Registering to Vote

Most states have a voter registration deadline. In 2014, ten states plus the District of Columbia allow some form of same-day registration and voting statewide. These states are Colorado, Connecticut, Idaho, Iowa, Maine*, Minnesota, Montana, New Hampshire, Wisconsin and Wyoming.

Voter turnout is much higher in states using Election Day registration than in states that do not. Four of the top five states for voter turnout in the 2012 presidential election all offered same day registration and average voter turnout was over 10 percentage points higher.

Also, in Illinois, same-day registration will take effect for the November 2014 general election in limited locations. California’s same-day voter registration law won’t take effect until at least 2015 once the state has implemented a statewide voter registration database.

*In June 2011, Maine’s Republican-controlled Legislature passed a law ending four decades of Election Day voter registration. In November 2011, a citizen referendum restored it.

Click here to get voter registration and much more voting information specific to your state.

Registration, Voting Tips & the Election Process

1: You Can Vote If….

You can vote if you’re at least 18 years old, you’re a U.S. citizen, you haven’t been declared mentally incompetent by a court of law, and if you’re not a felon (in 13 states and the District of Columbia disenfranchisement ends after incarceration is complete).

2: You Can Register Almost Anywhere

You can find voter registration applications at the DMV, the post office, the library, the fire station, your local election office, or by downloading a registration application from the Internet. You also might find registration applications at coffee shops, on college campuses, in mall kiosks, and other unexpected places.

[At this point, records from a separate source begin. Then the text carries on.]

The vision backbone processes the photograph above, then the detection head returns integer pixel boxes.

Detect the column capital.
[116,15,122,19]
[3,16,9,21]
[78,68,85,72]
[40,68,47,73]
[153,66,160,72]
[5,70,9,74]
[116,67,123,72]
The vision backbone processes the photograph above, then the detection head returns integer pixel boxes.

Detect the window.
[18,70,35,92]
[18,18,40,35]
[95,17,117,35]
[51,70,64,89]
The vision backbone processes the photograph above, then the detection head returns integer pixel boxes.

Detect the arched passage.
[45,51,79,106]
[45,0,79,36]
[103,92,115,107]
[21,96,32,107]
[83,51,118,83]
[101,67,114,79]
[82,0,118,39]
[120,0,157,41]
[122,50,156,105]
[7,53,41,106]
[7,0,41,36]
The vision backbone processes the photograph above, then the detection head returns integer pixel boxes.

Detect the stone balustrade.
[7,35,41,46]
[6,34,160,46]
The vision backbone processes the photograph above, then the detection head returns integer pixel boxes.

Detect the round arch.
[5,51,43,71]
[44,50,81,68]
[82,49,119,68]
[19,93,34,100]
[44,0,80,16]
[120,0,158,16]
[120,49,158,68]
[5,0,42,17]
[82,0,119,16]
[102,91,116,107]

3: Primary versus General Elections

In the primary election, you narrow down the field of candidates. If you’re registered Republican, you pick the best Republican. Same thing if you’re a Democrat. In the general election, you can vote for whomever you want – regardless of your party affiliation, or theirs.

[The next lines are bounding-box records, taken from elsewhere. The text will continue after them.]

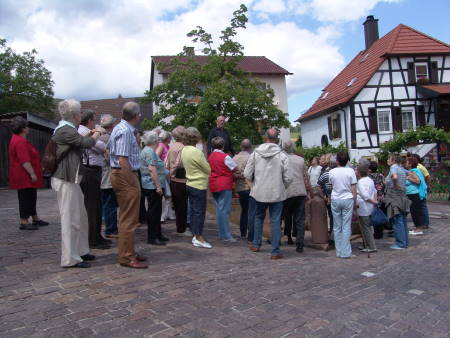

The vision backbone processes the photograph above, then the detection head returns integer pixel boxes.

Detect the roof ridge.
[319,50,366,92]
[399,23,450,48]
[383,24,404,54]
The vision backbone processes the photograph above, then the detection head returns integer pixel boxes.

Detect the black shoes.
[81,254,95,261]
[33,219,49,227]
[147,238,166,245]
[19,223,38,230]
[89,242,111,250]
[65,262,91,269]
[98,236,112,245]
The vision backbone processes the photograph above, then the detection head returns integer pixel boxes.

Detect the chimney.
[363,15,379,49]
[184,47,195,56]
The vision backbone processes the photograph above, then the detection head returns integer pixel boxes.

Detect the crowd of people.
[9,100,430,269]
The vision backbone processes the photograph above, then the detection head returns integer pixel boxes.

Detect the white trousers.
[52,177,89,267]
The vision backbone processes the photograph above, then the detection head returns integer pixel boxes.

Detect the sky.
[0,0,450,122]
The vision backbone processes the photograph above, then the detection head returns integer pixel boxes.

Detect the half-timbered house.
[298,16,450,159]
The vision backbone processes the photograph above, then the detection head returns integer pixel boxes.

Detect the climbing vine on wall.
[376,126,450,162]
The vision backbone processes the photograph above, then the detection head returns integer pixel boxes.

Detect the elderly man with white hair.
[52,99,100,268]
[244,128,292,259]
[78,110,111,249]
[100,114,119,238]
[108,101,148,269]
[283,140,310,253]
[140,131,169,245]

4: You Don’t Have To Choose A Party

When you register to vote, you can register with a political party – Republican, Democrat, Green or any other – or you can “decline to state,” which means you are registered as an Independent or unaffiliated voter.

5: The Sample Ballot Is The Voting Bible

The sample ballot you receive in the mail before an election is full of information. It tells you when and where to vote and what you can vote for, and often, even the voting equipment you’ll be using. Fill it out at home, and bring it with you as a reference on Election Day.

6: You Can Ask For Help

If you don’t understand something at the polling place, you can ask any of the poll workers to help you. They are trained to answer questions and to walk you through the process if you need guidance.

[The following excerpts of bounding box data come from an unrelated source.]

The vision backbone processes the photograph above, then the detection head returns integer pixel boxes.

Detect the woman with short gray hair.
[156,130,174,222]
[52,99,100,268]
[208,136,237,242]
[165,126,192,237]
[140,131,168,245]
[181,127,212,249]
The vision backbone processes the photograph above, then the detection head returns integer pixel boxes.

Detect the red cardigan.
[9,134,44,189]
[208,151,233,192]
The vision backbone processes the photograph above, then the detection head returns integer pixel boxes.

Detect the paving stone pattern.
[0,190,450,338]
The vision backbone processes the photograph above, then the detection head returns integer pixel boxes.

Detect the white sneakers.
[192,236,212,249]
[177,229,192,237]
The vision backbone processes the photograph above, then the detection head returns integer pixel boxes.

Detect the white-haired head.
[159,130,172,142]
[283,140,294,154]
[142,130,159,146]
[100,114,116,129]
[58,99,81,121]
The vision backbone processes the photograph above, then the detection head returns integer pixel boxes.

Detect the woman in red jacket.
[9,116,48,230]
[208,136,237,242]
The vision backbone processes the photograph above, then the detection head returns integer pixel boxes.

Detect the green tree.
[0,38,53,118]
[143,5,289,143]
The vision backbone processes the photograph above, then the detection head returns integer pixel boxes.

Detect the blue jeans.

7: If You Screw Up, You Get Another Chance

If you make a mess of your ballot, or if you think you’ve mis-marked it, you can ask for a new one and start again. It’s YOUR ballot.

8: You Don’t Have To Go To The Polls To Vote

You don’t have to leave your house to vote. You can request an absentee ballot, which allows you to vote by mail. In most cases, you have to request an absentee ballot at least seven days before an election, but call the Secretary of State’s office in your state for requirements in your community. Just remember to get it in before the deadline!

9: Your Vote Is Secret

Your vote is completely confidential. No matter what anyone tells you to do, when you go into the polls or fill out your absentee ballot, you make your own choice.

10: Voting Is A Privilege

Voting gives you the chance to change your world and to make your voice heard. A presidential election was won by one electoral vote. Women won the right to vote by one vote. Texas was given statehood by one vote. In other words, YOUR VOTE COUNTS.